Companies from Volkswagen to Siemens are letting workers go as Germany's powerful automotive industry struggles with a shift towards electrification and self-driving cars, and makers of machinery and robots are hit by slower exports and trade disputes.
Producers of renowned German products such as Meissen porcelain and WMF kitchenware are also trimming their workforces.
While the country's jobless rate, at 5 per cent, is close to its historic low, the number of freelancers is rising and short-term work has been creeping up since last year.
Automotive companies, in particular, are tightening their belts. Daimler alone pledged to save a total of at least €1.4 billion (S$2 billion) in personnel expenses - potentially putting many more jobs at risk.
The full effect of the cuts - which also affect units of German companies abroad - may not be felt immediately. Labour laws and powerful unions make it hard to fire workers, and many large companies have agreements banning forced dismissals, meaning job-cut programmes have voluntary elements and sometimes run for years.
Daimler on Friday said its labour deal ruling out forced layoffs until 2029 remains in effect. That sets the stage for more cuts in the years to come, as the realities of the structural shift become more evident.
Still, the deteriorating prospects for employment could turn into a headache for the German government, which has been considering following countries from China to Britain in beefing up investments to stimulate its economy.
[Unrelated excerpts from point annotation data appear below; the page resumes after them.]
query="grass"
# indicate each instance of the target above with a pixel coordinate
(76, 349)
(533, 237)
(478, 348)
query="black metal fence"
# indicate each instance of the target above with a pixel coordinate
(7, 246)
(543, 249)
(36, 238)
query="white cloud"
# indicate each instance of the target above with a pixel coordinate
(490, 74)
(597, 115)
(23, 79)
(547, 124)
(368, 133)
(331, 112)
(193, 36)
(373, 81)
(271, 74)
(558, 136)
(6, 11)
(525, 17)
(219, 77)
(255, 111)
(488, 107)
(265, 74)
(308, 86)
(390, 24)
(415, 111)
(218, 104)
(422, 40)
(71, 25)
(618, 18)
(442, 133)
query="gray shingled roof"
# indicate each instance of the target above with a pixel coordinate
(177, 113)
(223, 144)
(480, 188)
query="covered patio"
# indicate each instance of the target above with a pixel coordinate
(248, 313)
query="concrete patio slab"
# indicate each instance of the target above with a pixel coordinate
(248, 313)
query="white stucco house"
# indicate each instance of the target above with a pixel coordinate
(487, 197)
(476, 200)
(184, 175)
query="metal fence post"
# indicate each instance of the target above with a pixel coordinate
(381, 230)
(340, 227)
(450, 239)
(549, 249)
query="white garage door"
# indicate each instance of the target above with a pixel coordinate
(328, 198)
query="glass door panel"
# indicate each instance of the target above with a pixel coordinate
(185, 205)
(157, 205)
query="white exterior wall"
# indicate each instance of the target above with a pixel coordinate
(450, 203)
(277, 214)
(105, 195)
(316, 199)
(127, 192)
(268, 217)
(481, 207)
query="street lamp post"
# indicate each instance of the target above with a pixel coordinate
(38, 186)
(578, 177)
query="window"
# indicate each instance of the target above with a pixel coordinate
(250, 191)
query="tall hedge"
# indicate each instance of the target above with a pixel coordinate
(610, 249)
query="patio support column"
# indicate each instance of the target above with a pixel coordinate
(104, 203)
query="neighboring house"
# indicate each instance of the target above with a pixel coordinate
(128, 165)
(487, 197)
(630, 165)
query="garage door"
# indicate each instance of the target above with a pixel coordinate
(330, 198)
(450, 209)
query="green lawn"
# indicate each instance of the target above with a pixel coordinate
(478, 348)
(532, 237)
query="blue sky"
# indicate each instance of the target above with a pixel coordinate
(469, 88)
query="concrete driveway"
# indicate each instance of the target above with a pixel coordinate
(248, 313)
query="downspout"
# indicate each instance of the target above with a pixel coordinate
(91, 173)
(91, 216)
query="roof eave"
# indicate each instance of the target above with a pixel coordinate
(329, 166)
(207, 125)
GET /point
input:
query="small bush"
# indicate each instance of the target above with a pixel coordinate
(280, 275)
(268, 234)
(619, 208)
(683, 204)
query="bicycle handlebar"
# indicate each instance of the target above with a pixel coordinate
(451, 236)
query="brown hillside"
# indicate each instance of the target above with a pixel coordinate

Electric cars, which do not need complex transmissions and turbo chargers, are less labour-intensive to assemble. As a result, automaker workforces are as much as 20 per cent too big, according to Mr Frank Schwope, an analyst at Nord.
"This is only the beginning," Mr Schwope added. "We're going to see more of such savings rounds in the next decade, as the industry faces a deep transformation."
Across the German auto sector, including local operations of foreign manufacturers, about 150,000 jobs might be at risk in the coming years, according to Mr Stefan Bratzel, director of the Centre of Automotive Management near Cologne.